8. For instance, w1,2,3 represents the third word of the second sentence of the first paragraph.

9. Despite the fact that the standard deviations of NC and NS differ, the differences are minor and do not call for a normalisation of the indices. Also, through the multiplicative linking of the indices, the values would become relatively small and could thus limit the informative power.

10. See Appendix 3 for the descriptive statistics of the generated indices. All results in this paper were estimated in German and have been translated. Expressions consisting of two or more words in English appeared as single words in German.

11. The time series of IM, FAZ and HB have been exponentially smoothed, to reduce their higher variance which are due to the lower circulation and longer articles compared with the IZ. Furthermore, indices for trade and daily newspapers are based on the mean of the underlying newspapers.

12. The remaining 28.06 % is not classified to one of the proposed asset classes.

13. Significant at 1 % level.

14. All correlations are at least significant at 5 % level.

15. See Appendix 3 for the descriptive statistics of the generated indices.
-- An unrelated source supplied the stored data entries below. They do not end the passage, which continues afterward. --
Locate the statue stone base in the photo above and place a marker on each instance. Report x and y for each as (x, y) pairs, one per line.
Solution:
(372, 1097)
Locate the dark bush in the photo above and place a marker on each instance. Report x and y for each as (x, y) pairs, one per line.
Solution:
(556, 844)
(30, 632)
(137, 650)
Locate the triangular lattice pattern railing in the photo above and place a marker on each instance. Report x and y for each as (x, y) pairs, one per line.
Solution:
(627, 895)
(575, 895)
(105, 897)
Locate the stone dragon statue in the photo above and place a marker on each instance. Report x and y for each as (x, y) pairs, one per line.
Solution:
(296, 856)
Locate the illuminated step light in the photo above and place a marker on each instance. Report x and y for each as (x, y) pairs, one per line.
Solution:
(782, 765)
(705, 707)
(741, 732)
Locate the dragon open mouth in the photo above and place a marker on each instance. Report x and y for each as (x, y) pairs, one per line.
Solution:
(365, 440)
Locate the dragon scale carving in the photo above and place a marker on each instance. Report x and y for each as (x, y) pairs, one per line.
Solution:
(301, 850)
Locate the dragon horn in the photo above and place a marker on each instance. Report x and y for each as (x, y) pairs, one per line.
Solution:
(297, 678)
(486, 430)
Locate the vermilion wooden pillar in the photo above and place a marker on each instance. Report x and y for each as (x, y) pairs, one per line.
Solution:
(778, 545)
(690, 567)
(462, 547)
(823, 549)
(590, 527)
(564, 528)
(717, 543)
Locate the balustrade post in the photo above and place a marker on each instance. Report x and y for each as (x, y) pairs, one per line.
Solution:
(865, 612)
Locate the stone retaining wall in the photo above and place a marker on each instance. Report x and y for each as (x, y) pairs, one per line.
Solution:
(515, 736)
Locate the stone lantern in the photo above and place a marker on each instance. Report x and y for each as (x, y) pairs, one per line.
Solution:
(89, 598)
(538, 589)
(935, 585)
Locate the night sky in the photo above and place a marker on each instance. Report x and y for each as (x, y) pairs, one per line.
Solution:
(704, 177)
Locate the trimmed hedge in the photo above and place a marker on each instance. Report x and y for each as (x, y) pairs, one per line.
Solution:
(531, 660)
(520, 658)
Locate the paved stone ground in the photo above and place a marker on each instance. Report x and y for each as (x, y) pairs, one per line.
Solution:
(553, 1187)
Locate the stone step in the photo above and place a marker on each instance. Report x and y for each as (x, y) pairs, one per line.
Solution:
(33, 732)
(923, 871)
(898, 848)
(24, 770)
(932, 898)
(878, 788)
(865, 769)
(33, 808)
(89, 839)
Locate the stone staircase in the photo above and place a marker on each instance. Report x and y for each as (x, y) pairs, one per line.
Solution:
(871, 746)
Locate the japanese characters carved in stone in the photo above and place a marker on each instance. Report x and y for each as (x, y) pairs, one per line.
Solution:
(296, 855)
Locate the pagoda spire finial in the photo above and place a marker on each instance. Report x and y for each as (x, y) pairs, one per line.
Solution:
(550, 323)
16. See Appendix 3 for the descriptive statistics of the generated indices.

Additional information

Funding

The project was supported through a financial assistance by KPMG Germany.

Notes on contributors

Franziska Plößl

Franziska Plößl is a research assistant and doctoral candidate at the International Real Estate Business School - University of Regensburg. Franziska studied Real Estate Business (MSc) at the University of Regensburg and International Real Estate (MSc) at Florida International University, graduating at the best of her class. She worked as a student assistant for architects and project developers, and also gained practical experiences in real estate finance and valuation in the banking sector at Sparkasse. Franziska has published on various topics, including CREM, nursing homes, megatrends, and sentiment analysis in the real estate industry.

Nino Martin Paulus

Nino Paulus first completed his Bachelor’s degree at the University of Regensburg. This was followed by a Master of Science in Real Estate Management with a focus on real estate investment and financing as well as real estate management and development at the International Real Estate Business School (IRE|BS) and a Master of Science in Real Estate at the University of Hong Kong. Nino gained valuable practical experience in the real estate sector, in particular as economic assistant to the management at DV Immobilien Management in Regensburg. He also worked as a research assistant at the Chair of Financial Accounting and Auditing at the University of Regensburg under the direction of Prof. Dr. Axel Haller. Since April 2021, Nino has been working as a research assistant at the Chair of Real Estate Management under the direction of Prof. Dr. Wolfgang Schäfers at the IRE|BS Institute for Real Estate Management at the University of Regensburg.

Tobias Just

Tobias Just is professor of Real Estate at the University of Regensburg and a Managing Director at the IRE|BS Immobilienakademie, the institute responsible for the executive education programmes of IRE|BS. Tobias studied economics in Hamburg and Uppsala (Sweden). In 1997, he started to work at the University of the Federal Armed Forces Hamburg. His PhD dissertation was awarded the university science prize in 2001. For more than 10 years, Tobias worked at Deutsche Bank Research. He headed the unit’s sector and real estate team and was a member of Deutsche Bank’s group-wide Environmental Steering Committee. In 2006, Tobias was a Research Fellow at the American Institute of Contemporary German Studies at the Johns Hopkins University in Washington DC. Tobias published more than 200 papers in professional and academic journals and books. Until 2021 he was President of the German Society of Property Researchers and is the editor of the ZIÖ — the German Journal of Real Estate Research. In 2018, Tobias became a Fellow of the RICS by nomination.